Damien of Molokai followed Jesus in reaching out to the leper, serving him and caring for him and we should take that message to heart for ourselves in the society in which we live and in which we are members of the Scout Association.
We may not find lepers on our streets and there are no leper colonies in this country. There are, however, many people who are in need of our service – the friendly word, the welcoming gesture. None of this needs to be complicated.
“Scout Community Week” provides us with a wonderful opportunity for this service. The older ones amongst us will remember, like me, the “bob-a-job” week of years gone by. The purpose was just the same then – service of others.
Service is uncomplicated – it is the giving of ourselves for others.

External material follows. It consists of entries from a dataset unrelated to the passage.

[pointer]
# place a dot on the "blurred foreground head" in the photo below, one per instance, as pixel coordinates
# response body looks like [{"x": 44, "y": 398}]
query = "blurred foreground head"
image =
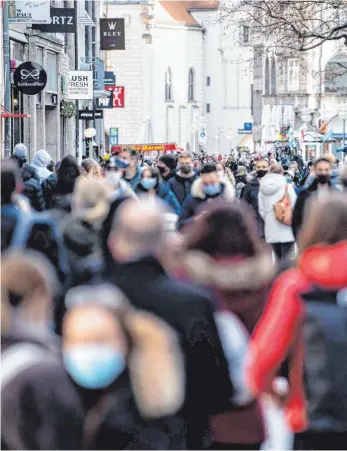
[
  {"x": 103, "y": 336},
  {"x": 325, "y": 222},
  {"x": 28, "y": 283},
  {"x": 138, "y": 229},
  {"x": 224, "y": 250}
]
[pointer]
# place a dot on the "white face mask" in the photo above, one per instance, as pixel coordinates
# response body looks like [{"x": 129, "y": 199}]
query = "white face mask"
[{"x": 113, "y": 177}]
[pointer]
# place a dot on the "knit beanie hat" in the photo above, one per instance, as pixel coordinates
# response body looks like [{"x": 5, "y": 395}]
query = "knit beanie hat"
[
  {"x": 91, "y": 199},
  {"x": 169, "y": 160}
]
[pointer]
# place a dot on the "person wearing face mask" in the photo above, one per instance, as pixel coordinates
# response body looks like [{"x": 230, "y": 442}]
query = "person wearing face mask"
[
  {"x": 167, "y": 165},
  {"x": 251, "y": 192},
  {"x": 132, "y": 172},
  {"x": 181, "y": 183},
  {"x": 127, "y": 372},
  {"x": 151, "y": 184},
  {"x": 321, "y": 187},
  {"x": 225, "y": 173},
  {"x": 207, "y": 188},
  {"x": 38, "y": 405},
  {"x": 114, "y": 171}
]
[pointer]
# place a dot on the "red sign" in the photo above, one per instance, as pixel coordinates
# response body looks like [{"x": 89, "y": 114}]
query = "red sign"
[
  {"x": 145, "y": 147},
  {"x": 118, "y": 95}
]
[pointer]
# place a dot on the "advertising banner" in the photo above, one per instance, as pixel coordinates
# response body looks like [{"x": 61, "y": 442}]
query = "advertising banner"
[
  {"x": 80, "y": 85},
  {"x": 29, "y": 11},
  {"x": 63, "y": 20},
  {"x": 112, "y": 34}
]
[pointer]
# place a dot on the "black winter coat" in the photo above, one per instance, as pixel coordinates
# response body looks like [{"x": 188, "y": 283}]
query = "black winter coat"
[
  {"x": 250, "y": 195},
  {"x": 300, "y": 205},
  {"x": 181, "y": 186},
  {"x": 32, "y": 188},
  {"x": 189, "y": 310}
]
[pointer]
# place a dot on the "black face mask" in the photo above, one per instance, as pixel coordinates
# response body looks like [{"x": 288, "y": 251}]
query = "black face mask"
[
  {"x": 261, "y": 173},
  {"x": 162, "y": 169},
  {"x": 186, "y": 168},
  {"x": 323, "y": 178}
]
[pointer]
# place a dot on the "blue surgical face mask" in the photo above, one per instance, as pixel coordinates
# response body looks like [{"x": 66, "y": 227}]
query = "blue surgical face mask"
[
  {"x": 93, "y": 366},
  {"x": 149, "y": 183},
  {"x": 123, "y": 164},
  {"x": 212, "y": 190}
]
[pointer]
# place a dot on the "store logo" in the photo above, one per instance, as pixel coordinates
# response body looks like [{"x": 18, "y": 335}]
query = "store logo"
[{"x": 26, "y": 74}]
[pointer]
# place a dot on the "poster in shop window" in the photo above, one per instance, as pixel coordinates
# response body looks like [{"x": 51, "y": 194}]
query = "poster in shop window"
[
  {"x": 29, "y": 11},
  {"x": 80, "y": 85}
]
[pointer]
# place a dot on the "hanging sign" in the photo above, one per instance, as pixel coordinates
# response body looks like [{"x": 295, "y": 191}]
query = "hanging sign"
[
  {"x": 63, "y": 20},
  {"x": 80, "y": 85},
  {"x": 112, "y": 34},
  {"x": 110, "y": 78},
  {"x": 118, "y": 96},
  {"x": 29, "y": 11},
  {"x": 89, "y": 115},
  {"x": 114, "y": 136},
  {"x": 30, "y": 78},
  {"x": 104, "y": 102}
]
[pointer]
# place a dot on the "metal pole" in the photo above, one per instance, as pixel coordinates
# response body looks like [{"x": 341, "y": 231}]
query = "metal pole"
[{"x": 7, "y": 74}]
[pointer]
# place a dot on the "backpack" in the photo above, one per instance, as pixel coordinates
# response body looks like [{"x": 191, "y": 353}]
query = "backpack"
[
  {"x": 234, "y": 339},
  {"x": 283, "y": 209},
  {"x": 39, "y": 232},
  {"x": 325, "y": 361}
]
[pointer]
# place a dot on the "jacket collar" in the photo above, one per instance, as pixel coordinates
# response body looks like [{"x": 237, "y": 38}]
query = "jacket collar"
[
  {"x": 228, "y": 191},
  {"x": 244, "y": 274}
]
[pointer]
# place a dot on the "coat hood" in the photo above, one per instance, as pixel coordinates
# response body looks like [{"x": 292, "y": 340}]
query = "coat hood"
[
  {"x": 42, "y": 158},
  {"x": 246, "y": 274},
  {"x": 228, "y": 191},
  {"x": 29, "y": 172},
  {"x": 271, "y": 184}
]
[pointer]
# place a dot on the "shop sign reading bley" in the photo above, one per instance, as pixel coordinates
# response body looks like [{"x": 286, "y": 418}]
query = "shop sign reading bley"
[{"x": 80, "y": 85}]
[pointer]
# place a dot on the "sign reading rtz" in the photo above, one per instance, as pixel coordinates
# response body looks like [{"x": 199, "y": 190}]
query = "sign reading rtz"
[
  {"x": 118, "y": 95},
  {"x": 88, "y": 115},
  {"x": 63, "y": 20}
]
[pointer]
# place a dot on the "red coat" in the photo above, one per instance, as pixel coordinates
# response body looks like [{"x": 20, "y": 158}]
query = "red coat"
[{"x": 278, "y": 331}]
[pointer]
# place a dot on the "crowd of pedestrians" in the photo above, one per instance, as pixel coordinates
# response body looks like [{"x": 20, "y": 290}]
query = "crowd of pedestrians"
[{"x": 169, "y": 302}]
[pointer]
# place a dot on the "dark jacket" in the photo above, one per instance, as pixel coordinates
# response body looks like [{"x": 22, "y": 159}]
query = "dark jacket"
[
  {"x": 189, "y": 311},
  {"x": 81, "y": 239},
  {"x": 57, "y": 196},
  {"x": 41, "y": 394},
  {"x": 181, "y": 186},
  {"x": 247, "y": 301},
  {"x": 164, "y": 191},
  {"x": 250, "y": 195},
  {"x": 9, "y": 216},
  {"x": 195, "y": 201},
  {"x": 32, "y": 188},
  {"x": 304, "y": 195}
]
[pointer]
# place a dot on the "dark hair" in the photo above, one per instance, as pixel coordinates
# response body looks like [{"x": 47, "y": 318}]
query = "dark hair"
[
  {"x": 225, "y": 230},
  {"x": 67, "y": 174},
  {"x": 322, "y": 160},
  {"x": 10, "y": 177},
  {"x": 325, "y": 222},
  {"x": 154, "y": 172},
  {"x": 208, "y": 168}
]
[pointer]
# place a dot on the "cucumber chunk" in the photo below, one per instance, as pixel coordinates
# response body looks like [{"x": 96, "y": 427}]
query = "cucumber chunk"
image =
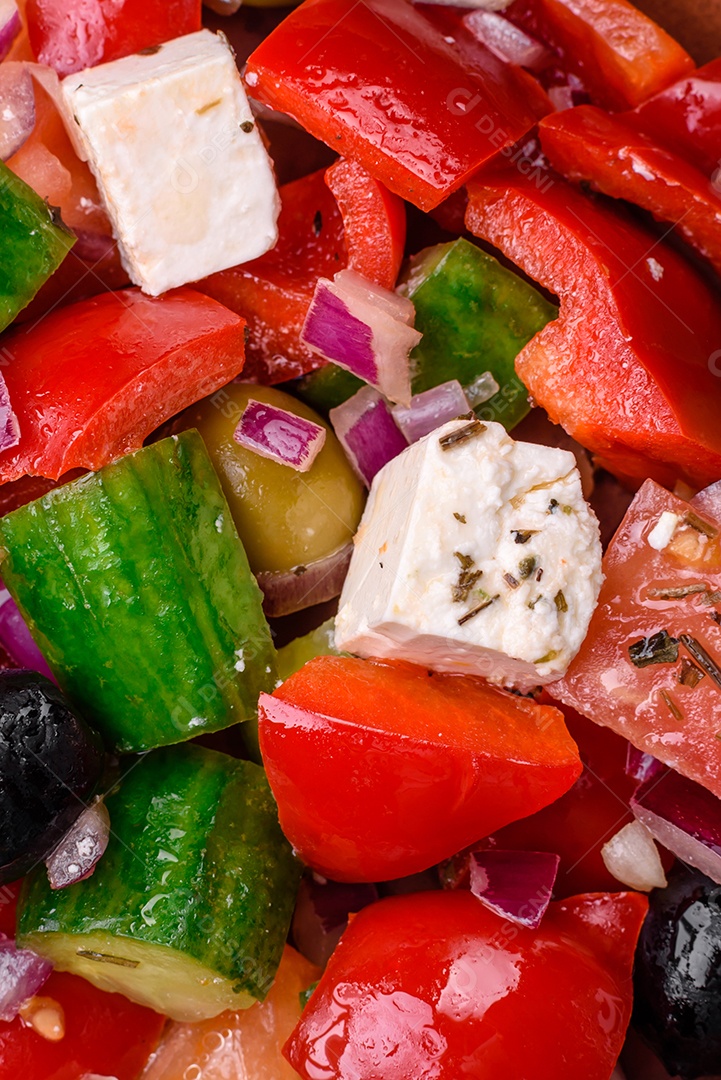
[
  {"x": 189, "y": 908},
  {"x": 148, "y": 613}
]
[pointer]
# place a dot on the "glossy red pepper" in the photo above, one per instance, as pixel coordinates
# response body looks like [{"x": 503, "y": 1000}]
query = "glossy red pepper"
[
  {"x": 627, "y": 368},
  {"x": 383, "y": 769},
  {"x": 91, "y": 381},
  {"x": 71, "y": 35},
  {"x": 380, "y": 83},
  {"x": 330, "y": 219},
  {"x": 105, "y": 1035},
  {"x": 587, "y": 144},
  {"x": 435, "y": 985},
  {"x": 685, "y": 118},
  {"x": 619, "y": 54}
]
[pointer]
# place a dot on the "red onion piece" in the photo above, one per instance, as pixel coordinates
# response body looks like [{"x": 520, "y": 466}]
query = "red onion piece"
[
  {"x": 10, "y": 429},
  {"x": 684, "y": 818},
  {"x": 10, "y": 26},
  {"x": 288, "y": 591},
  {"x": 365, "y": 329},
  {"x": 80, "y": 850},
  {"x": 641, "y": 766},
  {"x": 282, "y": 436},
  {"x": 506, "y": 41},
  {"x": 367, "y": 432},
  {"x": 16, "y": 638},
  {"x": 516, "y": 885},
  {"x": 430, "y": 409},
  {"x": 22, "y": 974},
  {"x": 322, "y": 912},
  {"x": 17, "y": 111}
]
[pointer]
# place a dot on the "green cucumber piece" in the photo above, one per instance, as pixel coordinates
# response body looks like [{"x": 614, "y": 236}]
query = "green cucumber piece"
[
  {"x": 326, "y": 388},
  {"x": 475, "y": 316},
  {"x": 318, "y": 643},
  {"x": 137, "y": 590},
  {"x": 189, "y": 908},
  {"x": 33, "y": 241}
]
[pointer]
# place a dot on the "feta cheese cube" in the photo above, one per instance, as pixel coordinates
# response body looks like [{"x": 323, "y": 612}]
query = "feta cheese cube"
[
  {"x": 480, "y": 557},
  {"x": 180, "y": 164}
]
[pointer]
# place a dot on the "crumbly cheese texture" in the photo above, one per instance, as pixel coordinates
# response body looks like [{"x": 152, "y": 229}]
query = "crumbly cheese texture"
[
  {"x": 481, "y": 558},
  {"x": 179, "y": 162}
]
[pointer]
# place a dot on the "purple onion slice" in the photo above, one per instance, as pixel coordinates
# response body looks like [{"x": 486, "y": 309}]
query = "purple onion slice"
[
  {"x": 516, "y": 885},
  {"x": 684, "y": 817},
  {"x": 365, "y": 329},
  {"x": 367, "y": 432},
  {"x": 281, "y": 435},
  {"x": 22, "y": 974},
  {"x": 430, "y": 409}
]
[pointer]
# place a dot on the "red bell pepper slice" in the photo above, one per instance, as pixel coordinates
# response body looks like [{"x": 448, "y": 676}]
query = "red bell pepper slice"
[
  {"x": 71, "y": 35},
  {"x": 627, "y": 366},
  {"x": 685, "y": 118},
  {"x": 381, "y": 84},
  {"x": 621, "y": 55},
  {"x": 577, "y": 824},
  {"x": 435, "y": 985},
  {"x": 382, "y": 769},
  {"x": 328, "y": 220},
  {"x": 587, "y": 144},
  {"x": 89, "y": 382},
  {"x": 105, "y": 1035}
]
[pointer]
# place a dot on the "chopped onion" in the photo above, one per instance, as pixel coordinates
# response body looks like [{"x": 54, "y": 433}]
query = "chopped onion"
[
  {"x": 365, "y": 329},
  {"x": 684, "y": 817},
  {"x": 281, "y": 435},
  {"x": 288, "y": 591},
  {"x": 430, "y": 409},
  {"x": 15, "y": 636},
  {"x": 80, "y": 850},
  {"x": 17, "y": 112},
  {"x": 481, "y": 389},
  {"x": 10, "y": 26},
  {"x": 367, "y": 432},
  {"x": 641, "y": 766},
  {"x": 322, "y": 912},
  {"x": 517, "y": 885},
  {"x": 22, "y": 974},
  {"x": 631, "y": 858},
  {"x": 507, "y": 41}
]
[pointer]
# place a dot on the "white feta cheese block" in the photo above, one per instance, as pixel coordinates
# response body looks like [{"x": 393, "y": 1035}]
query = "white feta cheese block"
[
  {"x": 178, "y": 159},
  {"x": 481, "y": 557}
]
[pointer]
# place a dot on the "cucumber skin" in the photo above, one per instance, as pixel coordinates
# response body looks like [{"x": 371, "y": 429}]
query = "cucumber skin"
[
  {"x": 228, "y": 899},
  {"x": 143, "y": 599},
  {"x": 475, "y": 316}
]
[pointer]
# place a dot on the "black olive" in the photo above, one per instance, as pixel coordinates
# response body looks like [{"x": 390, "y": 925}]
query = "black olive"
[
  {"x": 51, "y": 763},
  {"x": 678, "y": 974}
]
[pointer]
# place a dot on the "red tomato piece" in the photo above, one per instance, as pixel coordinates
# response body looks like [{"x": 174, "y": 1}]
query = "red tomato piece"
[
  {"x": 577, "y": 824},
  {"x": 105, "y": 1034},
  {"x": 382, "y": 769},
  {"x": 328, "y": 220},
  {"x": 619, "y": 53},
  {"x": 587, "y": 144},
  {"x": 435, "y": 985},
  {"x": 91, "y": 381},
  {"x": 381, "y": 84},
  {"x": 677, "y": 721},
  {"x": 625, "y": 368},
  {"x": 72, "y": 35},
  {"x": 244, "y": 1044}
]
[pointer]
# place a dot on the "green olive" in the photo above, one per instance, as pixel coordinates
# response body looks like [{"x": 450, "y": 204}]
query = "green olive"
[{"x": 284, "y": 517}]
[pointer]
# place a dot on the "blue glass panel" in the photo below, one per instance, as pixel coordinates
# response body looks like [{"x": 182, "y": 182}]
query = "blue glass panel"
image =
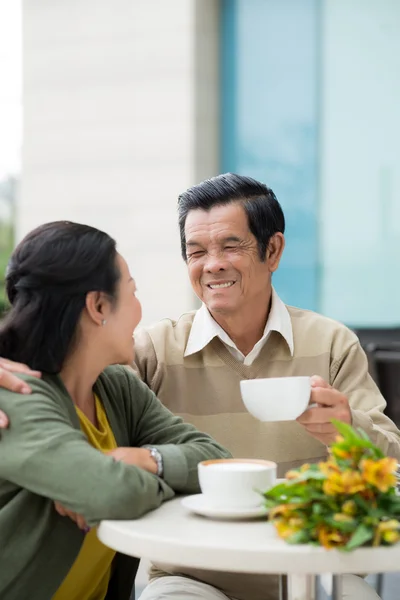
[{"x": 270, "y": 121}]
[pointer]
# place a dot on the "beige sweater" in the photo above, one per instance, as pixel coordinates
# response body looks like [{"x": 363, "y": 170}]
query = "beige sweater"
[{"x": 204, "y": 389}]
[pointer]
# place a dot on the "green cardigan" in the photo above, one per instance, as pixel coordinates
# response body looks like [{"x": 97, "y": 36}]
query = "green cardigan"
[{"x": 44, "y": 457}]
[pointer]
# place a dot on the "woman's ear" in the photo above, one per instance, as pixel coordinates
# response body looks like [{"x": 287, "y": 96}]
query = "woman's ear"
[{"x": 97, "y": 307}]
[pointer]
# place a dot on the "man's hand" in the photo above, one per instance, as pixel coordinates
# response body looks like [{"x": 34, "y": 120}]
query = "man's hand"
[
  {"x": 11, "y": 382},
  {"x": 331, "y": 404},
  {"x": 139, "y": 457}
]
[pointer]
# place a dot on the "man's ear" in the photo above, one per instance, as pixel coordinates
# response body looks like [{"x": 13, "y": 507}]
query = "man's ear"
[{"x": 275, "y": 250}]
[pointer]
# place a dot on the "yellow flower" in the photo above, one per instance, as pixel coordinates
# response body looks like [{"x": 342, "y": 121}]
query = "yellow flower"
[
  {"x": 304, "y": 467},
  {"x": 379, "y": 473},
  {"x": 347, "y": 482},
  {"x": 331, "y": 538},
  {"x": 391, "y": 537},
  {"x": 349, "y": 507},
  {"x": 388, "y": 531}
]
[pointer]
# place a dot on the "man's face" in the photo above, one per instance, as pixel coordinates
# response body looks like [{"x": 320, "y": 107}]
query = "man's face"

We may do this in different ways, but the one thing we must do is use our gifts and every one of us if called to do this. Don’t leave it to someone else!
As Catholic members of the Scout Association, we might ask ourselves why we do these things. When we serve others, we might feel good about it. That is OK – it would be very odd to feel bad about helping someone else! BUT – Jesus reminds us that when we serve others, we serve Him. That is our real reason for serving others – we are carrying out the work of Jesus himself. Just as Jesus reached out to the leper and gave him new life, so our service of others – although very small in comparison to the events of today’s Gospel – does bring them new life.
It assures them of the goodness of those around them, where goodness is sometimes lacking. It helps them to carry their burden, especially when we come to the help of those who are struggling with life through old age, ill health or just the business of life today.